Friday, September 22, 2006

Potlatch

Over at the website of the American Music Junta Center, Dennis Báthory-Kitsz has done a survey of composers on the subject of productivity, as part of his "We Are All Mozart" project.


Readers of this page know that I am not shy of terminology borrowed -- and often quite loosely -- from the dismal science, but in this case I'm rather uncertain about the importance of production in a gift economy, like that of new music.

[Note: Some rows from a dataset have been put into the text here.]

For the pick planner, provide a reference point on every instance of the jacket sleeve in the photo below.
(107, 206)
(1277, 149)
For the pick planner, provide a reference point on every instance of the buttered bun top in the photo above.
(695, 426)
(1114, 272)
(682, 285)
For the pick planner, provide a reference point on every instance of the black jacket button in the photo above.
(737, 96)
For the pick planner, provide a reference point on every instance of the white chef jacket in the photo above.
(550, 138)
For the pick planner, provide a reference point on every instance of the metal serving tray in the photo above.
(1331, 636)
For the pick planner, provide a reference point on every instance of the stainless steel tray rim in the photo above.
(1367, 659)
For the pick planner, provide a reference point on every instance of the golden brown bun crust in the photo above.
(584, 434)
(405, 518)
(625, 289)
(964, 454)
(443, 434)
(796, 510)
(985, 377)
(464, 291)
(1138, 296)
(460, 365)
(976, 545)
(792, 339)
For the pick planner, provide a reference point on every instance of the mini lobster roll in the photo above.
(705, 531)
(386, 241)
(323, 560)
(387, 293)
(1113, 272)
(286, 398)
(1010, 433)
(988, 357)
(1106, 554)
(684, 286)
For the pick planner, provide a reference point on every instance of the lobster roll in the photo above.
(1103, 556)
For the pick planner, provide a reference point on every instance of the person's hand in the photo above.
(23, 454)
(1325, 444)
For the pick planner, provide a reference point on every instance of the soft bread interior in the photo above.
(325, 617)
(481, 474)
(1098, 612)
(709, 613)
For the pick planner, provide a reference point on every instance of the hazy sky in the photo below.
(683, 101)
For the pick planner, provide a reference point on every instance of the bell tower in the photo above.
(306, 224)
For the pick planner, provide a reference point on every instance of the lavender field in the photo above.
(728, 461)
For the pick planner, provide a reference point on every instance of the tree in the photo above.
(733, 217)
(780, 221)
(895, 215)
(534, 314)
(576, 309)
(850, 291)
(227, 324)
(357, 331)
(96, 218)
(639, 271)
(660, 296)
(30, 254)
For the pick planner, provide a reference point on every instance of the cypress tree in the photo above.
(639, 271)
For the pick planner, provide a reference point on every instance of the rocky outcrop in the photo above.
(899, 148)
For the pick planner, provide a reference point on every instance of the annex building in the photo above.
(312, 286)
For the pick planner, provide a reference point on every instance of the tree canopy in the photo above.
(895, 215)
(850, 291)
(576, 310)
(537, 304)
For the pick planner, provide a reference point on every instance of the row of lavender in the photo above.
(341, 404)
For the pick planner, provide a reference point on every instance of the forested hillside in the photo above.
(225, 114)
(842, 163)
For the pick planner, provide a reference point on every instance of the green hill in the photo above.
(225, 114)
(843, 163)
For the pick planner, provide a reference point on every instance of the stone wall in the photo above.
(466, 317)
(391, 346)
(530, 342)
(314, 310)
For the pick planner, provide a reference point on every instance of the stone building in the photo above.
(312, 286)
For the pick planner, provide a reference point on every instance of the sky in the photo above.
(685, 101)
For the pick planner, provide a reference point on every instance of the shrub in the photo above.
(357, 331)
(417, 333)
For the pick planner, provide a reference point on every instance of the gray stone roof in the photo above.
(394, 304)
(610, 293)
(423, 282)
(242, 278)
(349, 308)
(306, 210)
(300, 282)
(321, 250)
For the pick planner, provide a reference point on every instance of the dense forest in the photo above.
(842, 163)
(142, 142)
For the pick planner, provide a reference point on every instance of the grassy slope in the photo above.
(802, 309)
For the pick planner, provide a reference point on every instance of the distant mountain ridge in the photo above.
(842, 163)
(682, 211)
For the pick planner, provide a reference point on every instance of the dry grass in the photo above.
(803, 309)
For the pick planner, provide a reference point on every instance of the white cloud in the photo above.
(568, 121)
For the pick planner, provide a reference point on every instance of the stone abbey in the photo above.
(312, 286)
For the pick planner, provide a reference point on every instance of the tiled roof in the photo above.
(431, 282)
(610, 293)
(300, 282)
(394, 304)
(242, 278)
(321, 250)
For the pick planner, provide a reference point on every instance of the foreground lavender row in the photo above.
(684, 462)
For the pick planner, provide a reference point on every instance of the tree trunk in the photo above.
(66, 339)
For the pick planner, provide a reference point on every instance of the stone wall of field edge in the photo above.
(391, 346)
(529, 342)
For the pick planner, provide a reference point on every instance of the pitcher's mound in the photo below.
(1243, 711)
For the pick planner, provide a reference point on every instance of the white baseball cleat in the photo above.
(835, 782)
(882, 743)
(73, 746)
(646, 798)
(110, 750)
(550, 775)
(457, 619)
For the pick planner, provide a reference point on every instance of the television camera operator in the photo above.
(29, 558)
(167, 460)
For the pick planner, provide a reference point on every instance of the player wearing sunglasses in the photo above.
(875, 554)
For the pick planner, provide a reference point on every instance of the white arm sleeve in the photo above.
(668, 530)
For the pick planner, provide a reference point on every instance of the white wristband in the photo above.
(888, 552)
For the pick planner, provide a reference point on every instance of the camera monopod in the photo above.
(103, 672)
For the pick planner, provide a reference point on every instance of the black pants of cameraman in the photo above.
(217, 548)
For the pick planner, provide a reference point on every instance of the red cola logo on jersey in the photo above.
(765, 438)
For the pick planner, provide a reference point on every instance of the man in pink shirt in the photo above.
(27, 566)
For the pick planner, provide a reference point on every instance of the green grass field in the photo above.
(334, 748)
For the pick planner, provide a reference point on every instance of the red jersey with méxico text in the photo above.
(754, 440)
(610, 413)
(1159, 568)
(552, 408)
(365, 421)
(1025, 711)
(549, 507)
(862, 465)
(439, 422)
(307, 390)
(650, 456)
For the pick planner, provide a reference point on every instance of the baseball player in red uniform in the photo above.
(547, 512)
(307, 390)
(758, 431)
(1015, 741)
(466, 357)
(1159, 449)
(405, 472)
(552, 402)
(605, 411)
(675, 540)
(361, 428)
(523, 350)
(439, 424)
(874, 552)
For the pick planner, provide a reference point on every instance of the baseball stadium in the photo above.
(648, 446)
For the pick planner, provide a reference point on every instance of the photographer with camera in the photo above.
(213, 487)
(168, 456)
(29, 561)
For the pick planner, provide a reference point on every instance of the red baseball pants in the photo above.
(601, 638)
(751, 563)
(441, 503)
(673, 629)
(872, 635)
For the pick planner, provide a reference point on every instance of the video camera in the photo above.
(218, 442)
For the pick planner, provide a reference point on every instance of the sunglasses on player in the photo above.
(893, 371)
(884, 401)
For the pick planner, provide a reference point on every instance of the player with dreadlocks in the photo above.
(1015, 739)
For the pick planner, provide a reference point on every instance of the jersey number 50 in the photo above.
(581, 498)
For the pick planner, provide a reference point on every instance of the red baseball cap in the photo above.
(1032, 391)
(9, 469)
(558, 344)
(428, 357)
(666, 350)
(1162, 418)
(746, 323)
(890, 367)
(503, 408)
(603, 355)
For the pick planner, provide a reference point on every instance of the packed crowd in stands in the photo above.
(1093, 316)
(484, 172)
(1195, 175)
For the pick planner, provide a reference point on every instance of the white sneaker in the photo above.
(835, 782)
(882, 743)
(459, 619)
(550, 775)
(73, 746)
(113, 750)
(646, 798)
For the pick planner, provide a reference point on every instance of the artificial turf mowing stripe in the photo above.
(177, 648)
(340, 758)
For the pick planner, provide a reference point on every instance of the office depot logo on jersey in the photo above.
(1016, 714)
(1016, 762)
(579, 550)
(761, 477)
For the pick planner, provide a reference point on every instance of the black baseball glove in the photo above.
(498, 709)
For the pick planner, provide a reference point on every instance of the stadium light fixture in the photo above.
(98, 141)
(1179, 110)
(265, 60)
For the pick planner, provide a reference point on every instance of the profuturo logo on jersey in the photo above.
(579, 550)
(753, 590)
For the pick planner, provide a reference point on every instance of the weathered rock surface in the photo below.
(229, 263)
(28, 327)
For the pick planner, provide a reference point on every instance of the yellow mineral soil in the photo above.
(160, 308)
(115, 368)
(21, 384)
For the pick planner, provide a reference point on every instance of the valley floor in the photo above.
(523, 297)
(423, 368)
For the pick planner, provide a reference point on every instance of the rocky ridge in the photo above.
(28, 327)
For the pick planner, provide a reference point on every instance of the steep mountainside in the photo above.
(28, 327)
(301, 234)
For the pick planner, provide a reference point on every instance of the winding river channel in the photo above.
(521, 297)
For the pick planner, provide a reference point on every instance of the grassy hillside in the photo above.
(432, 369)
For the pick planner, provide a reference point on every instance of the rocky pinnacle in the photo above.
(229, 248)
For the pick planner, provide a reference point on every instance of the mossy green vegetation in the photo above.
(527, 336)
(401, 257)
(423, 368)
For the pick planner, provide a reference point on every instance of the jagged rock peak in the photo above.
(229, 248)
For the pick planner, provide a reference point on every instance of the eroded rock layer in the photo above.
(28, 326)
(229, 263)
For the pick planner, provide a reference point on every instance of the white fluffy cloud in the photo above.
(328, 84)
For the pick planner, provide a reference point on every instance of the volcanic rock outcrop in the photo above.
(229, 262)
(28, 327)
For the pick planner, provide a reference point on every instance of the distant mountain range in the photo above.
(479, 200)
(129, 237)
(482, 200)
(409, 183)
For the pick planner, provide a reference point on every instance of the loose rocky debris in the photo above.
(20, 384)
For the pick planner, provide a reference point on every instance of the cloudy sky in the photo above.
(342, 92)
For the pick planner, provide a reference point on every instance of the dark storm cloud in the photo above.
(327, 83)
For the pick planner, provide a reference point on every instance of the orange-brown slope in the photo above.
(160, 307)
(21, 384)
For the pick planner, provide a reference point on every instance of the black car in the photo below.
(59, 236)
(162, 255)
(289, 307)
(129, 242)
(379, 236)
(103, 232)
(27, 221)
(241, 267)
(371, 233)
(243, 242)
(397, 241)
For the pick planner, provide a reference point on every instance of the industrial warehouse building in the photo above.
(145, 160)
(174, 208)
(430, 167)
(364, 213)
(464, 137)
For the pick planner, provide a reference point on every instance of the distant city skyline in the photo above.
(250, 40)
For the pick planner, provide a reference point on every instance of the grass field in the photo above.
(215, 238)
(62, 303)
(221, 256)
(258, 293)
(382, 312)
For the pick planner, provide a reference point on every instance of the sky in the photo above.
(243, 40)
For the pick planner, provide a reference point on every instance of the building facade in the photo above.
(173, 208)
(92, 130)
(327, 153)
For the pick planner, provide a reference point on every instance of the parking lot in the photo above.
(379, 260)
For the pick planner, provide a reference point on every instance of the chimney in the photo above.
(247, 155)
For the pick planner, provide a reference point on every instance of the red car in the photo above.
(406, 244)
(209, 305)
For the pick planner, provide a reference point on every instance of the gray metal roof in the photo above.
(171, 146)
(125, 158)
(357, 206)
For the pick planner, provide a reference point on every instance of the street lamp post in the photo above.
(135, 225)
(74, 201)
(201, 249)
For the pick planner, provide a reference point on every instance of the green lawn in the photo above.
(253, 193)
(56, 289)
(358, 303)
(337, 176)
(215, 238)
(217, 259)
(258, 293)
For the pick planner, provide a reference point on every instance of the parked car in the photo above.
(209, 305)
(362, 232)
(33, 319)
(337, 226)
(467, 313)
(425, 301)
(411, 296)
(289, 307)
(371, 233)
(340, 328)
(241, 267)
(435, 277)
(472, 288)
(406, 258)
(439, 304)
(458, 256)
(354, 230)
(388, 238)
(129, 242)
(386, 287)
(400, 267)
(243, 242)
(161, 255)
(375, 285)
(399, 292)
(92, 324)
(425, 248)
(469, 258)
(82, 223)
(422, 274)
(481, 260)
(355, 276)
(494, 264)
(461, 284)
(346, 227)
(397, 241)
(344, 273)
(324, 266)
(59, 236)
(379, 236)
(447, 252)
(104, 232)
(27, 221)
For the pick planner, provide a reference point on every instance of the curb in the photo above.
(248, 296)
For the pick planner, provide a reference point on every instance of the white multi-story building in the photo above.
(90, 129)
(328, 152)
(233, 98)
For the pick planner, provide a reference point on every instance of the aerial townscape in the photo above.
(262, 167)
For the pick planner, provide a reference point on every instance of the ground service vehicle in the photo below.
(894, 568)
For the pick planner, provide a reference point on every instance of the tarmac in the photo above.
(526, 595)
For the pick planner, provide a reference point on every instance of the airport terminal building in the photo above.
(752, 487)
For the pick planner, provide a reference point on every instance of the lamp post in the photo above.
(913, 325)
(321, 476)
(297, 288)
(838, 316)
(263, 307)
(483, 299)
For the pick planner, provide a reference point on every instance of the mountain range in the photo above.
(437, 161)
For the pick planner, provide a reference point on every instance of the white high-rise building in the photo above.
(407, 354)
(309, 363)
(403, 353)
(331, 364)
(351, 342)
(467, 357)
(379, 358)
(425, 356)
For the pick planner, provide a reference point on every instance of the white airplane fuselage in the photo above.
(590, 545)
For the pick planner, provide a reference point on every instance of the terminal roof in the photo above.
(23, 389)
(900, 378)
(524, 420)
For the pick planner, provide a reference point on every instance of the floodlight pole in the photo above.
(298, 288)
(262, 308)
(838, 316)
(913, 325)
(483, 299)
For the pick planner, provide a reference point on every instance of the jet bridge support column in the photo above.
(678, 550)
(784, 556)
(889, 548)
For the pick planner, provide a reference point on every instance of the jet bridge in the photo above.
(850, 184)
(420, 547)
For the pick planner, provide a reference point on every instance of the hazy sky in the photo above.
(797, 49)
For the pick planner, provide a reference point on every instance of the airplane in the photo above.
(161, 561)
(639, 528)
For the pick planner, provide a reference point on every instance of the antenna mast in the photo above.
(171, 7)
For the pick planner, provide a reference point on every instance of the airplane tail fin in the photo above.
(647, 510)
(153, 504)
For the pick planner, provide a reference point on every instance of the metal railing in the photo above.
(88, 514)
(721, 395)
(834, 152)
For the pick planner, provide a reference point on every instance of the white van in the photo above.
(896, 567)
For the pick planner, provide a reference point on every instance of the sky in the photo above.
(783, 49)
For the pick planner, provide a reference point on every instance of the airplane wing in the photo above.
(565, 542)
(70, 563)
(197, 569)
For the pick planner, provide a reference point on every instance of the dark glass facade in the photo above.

In general, the exchanges involving works of music in our community are of such modest monetary value that even a description in the most micro of microeconomic terms would be an exaggeration. But the exchanges we make must have real value by some other measure, or we surely wouldn't be bothered with the enterprise, let alone engage in it with such passion. A more useful description might rather be in terms of an exchange of gifts, with any accompanying exchange of money a matter of incidental if not random noise. But it's difficult for me to imagine that the value of a gift can be meaningfully or consistantly related to a level of productivity.


Moreover, if I am reading Báthory-Kitsz's article correctly, the implication is that high productivity in music has value in itself. It's far from clear to me that this should be so. Indeed, it is precisely because I can hear new music as an opportunity - when not an imperative - for resistance to the prevailing musical culture (as well as the larger culture around that music) that I have to reject a simple attachment of music-making to the prevailing work ethic.